Anyone who is making a one or two liter starter from a commercial yeast culture several days in an advance is pitching quiescent yeast cells. Quiescent yeast cells take longer to exit the lag phase because they have reverse the morphological changes that they underwent in preparation for quiescence. Quiescent cells also place a higher O2 load on the batch of wort into which they are pitched because they have low ergosterol and unsaturated fatty acid reserves.
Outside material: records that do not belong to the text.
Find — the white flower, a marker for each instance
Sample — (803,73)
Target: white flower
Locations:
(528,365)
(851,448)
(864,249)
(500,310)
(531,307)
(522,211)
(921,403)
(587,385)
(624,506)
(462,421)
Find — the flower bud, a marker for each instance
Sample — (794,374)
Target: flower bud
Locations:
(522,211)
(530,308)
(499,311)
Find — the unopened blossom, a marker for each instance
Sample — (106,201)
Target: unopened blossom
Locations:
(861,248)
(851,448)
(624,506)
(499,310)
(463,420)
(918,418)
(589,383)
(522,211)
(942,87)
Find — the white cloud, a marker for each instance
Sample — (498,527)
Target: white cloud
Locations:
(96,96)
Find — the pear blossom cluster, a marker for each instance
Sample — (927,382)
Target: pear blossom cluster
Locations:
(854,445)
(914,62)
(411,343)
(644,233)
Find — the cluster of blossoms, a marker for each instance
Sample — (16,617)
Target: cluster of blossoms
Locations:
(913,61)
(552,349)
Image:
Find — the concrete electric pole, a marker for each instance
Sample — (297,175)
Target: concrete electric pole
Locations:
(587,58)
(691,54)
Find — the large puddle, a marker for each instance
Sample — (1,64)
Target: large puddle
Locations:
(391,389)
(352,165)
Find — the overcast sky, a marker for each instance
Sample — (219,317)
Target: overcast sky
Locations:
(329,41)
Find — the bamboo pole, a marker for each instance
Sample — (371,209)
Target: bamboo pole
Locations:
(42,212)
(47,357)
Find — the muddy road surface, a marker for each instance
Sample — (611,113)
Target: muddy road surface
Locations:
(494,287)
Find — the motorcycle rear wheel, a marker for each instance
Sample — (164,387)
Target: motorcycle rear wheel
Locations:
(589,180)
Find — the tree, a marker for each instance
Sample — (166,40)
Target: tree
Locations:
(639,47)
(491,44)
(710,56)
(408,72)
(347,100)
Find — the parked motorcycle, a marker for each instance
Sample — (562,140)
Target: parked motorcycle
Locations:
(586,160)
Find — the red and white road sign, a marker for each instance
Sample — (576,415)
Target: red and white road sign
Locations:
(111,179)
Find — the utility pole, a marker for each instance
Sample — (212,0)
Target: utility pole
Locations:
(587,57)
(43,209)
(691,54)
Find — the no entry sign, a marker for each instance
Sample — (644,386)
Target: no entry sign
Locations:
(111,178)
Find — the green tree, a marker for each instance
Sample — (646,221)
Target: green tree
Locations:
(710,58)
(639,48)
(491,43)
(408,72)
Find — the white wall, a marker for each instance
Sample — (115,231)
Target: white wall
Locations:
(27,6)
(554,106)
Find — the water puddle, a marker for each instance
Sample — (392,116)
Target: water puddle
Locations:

By 'quiescent' I assume you refer to the G0 phase? Or in plain English, a resting/dormant state. This is a perfectly normal state to be in for most living animal, plant and fungi cells. It's rapidly reversible too. As I wrote elsewhere, I observe evidence for this within 12 hours (max) of pitching my 'quiescent' starters into fresh worts.

It's not acceptable, scientifically, to simply extrapolate from basics about the physical and chemical nature of a foam, especially when there's a biological (yeast) component involved. This is not sound science. It's quite the opposite, actually. It's crystal ball gazing. If you want to prescribe a different way for preparing starters, you first need to provide convincing evidence that the current method of choice (a stir plate) is inferior. Assuming any relevance between a patent associated with reducing theoretical cell membrane 'shear stress' in bioreactors and a yeast starter prepared on a stir plate is crystal ball gazing for sure. You need to design experiments (or at least find some published ones) that specifically test your assumptions about home brew yeast starters. That would be more scientific.